James is one of the most fastidious human beings I have ever met. He's got every hair on his head in its own perfect place. Heck, he's probably got them numbered. Of course, I could number mine, too, but for a different, much more pathetic reason.

His office is like something out of Michael Crichton's The Andromeda Strain. It belongs in a secret government facility, deep underground, with infrared beams criss-crossing the room to kill any stray bacterium. It's whatever the word is for "beyond obsessively clean and orderly." I sat on his couch once, and when I got up, it fixed itself, like Molecules With A Memory. You get the feeling that if any dust particles were unlucky enough to drift into his office, they'd be afraid to behave according to Brownian Motion.

Anyway, I'm in his office one day, eavesdropping on his phone conversation, when my eye catches a book in his perfectly arranged bookshelf. It is The Concise Oxford Dictionary of Music. I figured I'd check it out; maybe I could settle that bet I had with my friend Mel over what Bernie Worrell did between his gigs with Parliament/Funkadelic and Talking Heads.

Unfortunately, this book wasn't about music; it was about music. Classical. Opera. Chamber. Symphonic. Caucasian.

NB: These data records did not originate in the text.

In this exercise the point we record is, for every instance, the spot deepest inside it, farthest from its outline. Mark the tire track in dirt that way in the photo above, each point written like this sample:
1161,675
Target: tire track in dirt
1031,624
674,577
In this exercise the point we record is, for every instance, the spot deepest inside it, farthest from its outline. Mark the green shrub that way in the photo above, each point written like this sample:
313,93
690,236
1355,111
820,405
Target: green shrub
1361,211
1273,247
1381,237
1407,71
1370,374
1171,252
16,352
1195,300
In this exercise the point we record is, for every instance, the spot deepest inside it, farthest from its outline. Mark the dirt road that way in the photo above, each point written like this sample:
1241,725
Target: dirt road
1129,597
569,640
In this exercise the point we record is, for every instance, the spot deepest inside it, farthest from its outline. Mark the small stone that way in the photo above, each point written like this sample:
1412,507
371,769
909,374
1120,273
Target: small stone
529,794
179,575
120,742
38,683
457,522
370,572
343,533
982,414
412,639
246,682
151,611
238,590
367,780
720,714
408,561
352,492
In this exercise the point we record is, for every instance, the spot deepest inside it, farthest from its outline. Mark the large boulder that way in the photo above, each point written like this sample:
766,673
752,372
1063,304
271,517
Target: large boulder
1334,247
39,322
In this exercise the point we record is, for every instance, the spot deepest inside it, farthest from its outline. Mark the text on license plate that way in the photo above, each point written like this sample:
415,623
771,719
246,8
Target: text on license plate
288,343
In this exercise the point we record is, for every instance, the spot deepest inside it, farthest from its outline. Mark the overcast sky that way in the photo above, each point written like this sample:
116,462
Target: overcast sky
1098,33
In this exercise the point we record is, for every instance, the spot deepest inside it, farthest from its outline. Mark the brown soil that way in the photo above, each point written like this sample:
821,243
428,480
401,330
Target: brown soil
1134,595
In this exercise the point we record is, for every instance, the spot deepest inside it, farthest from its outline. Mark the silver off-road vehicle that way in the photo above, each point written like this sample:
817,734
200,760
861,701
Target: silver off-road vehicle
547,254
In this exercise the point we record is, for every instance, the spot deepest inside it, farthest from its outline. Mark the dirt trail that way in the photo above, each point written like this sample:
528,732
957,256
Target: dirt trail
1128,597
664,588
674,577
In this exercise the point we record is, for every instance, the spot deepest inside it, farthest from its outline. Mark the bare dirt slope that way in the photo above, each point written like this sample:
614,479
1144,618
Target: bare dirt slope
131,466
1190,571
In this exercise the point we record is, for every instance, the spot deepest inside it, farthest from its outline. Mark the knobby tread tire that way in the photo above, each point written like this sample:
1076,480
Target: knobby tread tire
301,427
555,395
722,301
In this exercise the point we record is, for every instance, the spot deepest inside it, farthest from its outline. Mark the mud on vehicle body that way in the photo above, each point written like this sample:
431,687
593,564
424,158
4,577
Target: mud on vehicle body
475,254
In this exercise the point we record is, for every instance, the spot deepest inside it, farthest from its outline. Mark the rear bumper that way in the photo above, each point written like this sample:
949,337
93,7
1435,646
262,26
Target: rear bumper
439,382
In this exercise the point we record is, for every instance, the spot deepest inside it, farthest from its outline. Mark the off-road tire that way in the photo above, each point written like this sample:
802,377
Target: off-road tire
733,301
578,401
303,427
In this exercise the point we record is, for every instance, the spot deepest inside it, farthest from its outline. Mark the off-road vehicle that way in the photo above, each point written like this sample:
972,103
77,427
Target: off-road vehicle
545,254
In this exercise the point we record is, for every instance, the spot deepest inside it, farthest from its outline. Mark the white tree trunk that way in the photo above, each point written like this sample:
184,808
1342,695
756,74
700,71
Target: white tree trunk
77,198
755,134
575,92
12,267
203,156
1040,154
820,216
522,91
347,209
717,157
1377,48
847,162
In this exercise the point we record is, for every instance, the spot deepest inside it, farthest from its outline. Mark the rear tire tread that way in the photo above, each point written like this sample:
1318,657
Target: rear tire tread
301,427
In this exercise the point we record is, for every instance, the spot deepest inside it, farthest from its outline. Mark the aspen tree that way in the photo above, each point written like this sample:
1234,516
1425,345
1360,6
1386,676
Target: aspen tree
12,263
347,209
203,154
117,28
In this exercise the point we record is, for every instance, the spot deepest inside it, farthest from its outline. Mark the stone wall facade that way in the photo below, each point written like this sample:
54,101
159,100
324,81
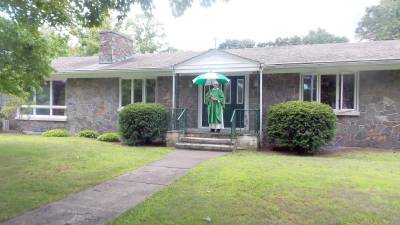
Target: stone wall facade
164,91
36,126
92,104
379,122
278,88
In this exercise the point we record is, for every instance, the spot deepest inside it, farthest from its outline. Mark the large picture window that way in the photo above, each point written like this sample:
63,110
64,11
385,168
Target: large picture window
46,104
137,90
340,91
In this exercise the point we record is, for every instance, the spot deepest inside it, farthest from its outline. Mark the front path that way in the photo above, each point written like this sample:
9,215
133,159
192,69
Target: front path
108,200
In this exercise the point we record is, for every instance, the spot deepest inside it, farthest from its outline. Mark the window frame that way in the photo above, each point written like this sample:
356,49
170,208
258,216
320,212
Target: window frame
144,91
50,106
237,91
339,91
230,93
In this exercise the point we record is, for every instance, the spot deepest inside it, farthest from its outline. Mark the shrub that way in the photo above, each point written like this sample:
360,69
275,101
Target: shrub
56,133
142,123
109,137
302,126
88,134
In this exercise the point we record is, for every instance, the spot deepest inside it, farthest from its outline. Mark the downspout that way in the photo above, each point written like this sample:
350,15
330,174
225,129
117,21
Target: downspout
261,106
173,87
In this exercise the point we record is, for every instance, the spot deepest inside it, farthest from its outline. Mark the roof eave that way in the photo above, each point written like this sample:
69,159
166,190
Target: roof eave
344,66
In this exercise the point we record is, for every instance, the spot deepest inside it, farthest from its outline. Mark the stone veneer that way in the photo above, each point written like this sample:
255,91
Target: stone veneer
92,104
379,122
188,98
278,88
164,92
35,126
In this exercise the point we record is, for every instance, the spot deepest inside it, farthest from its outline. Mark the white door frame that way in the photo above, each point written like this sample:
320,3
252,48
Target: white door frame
246,100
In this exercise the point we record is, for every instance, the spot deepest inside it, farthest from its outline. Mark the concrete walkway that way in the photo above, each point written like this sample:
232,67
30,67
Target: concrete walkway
108,200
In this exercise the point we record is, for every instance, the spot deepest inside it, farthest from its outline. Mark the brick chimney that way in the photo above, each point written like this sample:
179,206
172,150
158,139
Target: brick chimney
114,47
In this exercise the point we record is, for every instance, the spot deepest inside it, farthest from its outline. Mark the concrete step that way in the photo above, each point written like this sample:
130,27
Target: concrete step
203,140
204,147
205,134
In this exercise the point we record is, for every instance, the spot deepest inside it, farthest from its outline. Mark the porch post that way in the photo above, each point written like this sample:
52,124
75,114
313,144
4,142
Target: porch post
261,104
173,88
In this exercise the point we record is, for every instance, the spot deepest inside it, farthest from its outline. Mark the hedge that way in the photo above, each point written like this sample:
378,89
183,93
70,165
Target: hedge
142,123
301,126
88,134
55,133
109,137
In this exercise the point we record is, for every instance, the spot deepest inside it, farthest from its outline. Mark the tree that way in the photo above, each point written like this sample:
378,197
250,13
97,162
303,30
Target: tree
25,58
88,38
146,32
381,22
234,44
319,36
25,54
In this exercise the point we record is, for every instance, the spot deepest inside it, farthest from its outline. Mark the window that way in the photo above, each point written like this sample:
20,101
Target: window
328,90
227,92
137,90
337,90
310,88
46,104
240,91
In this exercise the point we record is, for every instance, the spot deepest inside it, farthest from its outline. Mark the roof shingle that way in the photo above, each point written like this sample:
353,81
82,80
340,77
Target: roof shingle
301,54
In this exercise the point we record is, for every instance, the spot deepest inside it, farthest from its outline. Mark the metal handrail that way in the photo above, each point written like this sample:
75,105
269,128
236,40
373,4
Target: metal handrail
181,121
182,113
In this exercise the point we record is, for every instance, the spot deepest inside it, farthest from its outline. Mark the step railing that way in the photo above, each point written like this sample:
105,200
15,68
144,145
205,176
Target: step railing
244,121
182,122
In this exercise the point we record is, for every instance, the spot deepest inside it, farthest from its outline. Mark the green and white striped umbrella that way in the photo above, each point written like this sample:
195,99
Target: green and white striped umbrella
208,78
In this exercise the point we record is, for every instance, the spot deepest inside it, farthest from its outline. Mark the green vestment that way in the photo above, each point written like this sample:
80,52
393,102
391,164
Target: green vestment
215,108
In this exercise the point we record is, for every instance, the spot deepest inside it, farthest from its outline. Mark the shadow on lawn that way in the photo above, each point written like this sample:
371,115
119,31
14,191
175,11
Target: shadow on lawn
325,151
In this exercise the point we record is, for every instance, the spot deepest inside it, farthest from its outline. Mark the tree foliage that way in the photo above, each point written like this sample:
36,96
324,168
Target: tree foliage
319,36
234,44
26,54
381,22
146,32
25,57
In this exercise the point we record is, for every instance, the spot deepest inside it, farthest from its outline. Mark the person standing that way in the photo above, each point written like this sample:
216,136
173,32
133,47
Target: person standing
215,101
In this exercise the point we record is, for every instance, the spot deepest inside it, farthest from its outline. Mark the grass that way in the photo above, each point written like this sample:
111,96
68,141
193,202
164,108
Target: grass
35,170
361,187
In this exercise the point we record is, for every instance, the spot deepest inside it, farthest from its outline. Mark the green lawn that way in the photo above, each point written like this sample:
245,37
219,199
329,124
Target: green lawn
268,188
35,170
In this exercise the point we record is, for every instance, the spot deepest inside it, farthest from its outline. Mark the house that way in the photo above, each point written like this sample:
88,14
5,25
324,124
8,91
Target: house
361,81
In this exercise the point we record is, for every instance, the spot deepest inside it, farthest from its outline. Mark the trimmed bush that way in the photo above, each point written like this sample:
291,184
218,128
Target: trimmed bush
56,133
301,126
141,123
88,134
109,137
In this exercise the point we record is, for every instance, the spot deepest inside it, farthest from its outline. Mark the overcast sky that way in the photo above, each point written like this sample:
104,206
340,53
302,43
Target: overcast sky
260,20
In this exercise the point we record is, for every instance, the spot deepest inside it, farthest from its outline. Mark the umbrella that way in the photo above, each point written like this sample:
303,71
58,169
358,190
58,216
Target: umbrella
207,78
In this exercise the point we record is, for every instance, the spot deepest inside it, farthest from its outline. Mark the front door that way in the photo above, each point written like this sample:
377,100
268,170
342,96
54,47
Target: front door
234,99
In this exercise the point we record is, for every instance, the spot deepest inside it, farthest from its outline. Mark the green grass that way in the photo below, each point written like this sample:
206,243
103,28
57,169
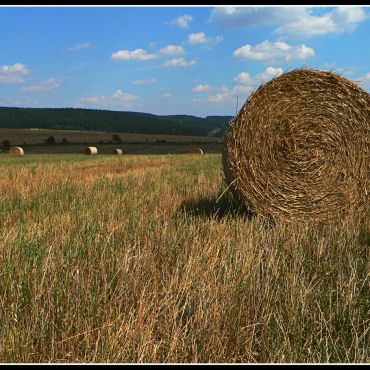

Since James knows a lot about this stuff, I figured I'd do what all good friends do whenever they get the opportunity--I'd embarrass him. So, while he finished up his phone conversation, I looked up obscure stuff with which to stump him. As soon as he hung up, I started in.

However, to my amazement (followed by anger, then fascination, then more anger), he knew everything! And when I say "everything," it is not an idle exercise in hyperbole; I mean he knew everything.

He knew that Wilhelm Furtwängler was a German conductor and composer. He knew that the Hawaiian guitar was introduced by the Portuguese. He even knew that Mignon Nevada was not a $5.99 buffet entrée at a Vegas casino, but rather a 19th-century soprano who worked mainly in Milan. I figured that, as weird as it might seem, the only way somebody could know all these things would be if they listened to classical music without even being forced to do so.

For nearly an hour I grilled him and he got them all right. I couldn't have done that well if the category had been "Stuff That's In Your Trunk."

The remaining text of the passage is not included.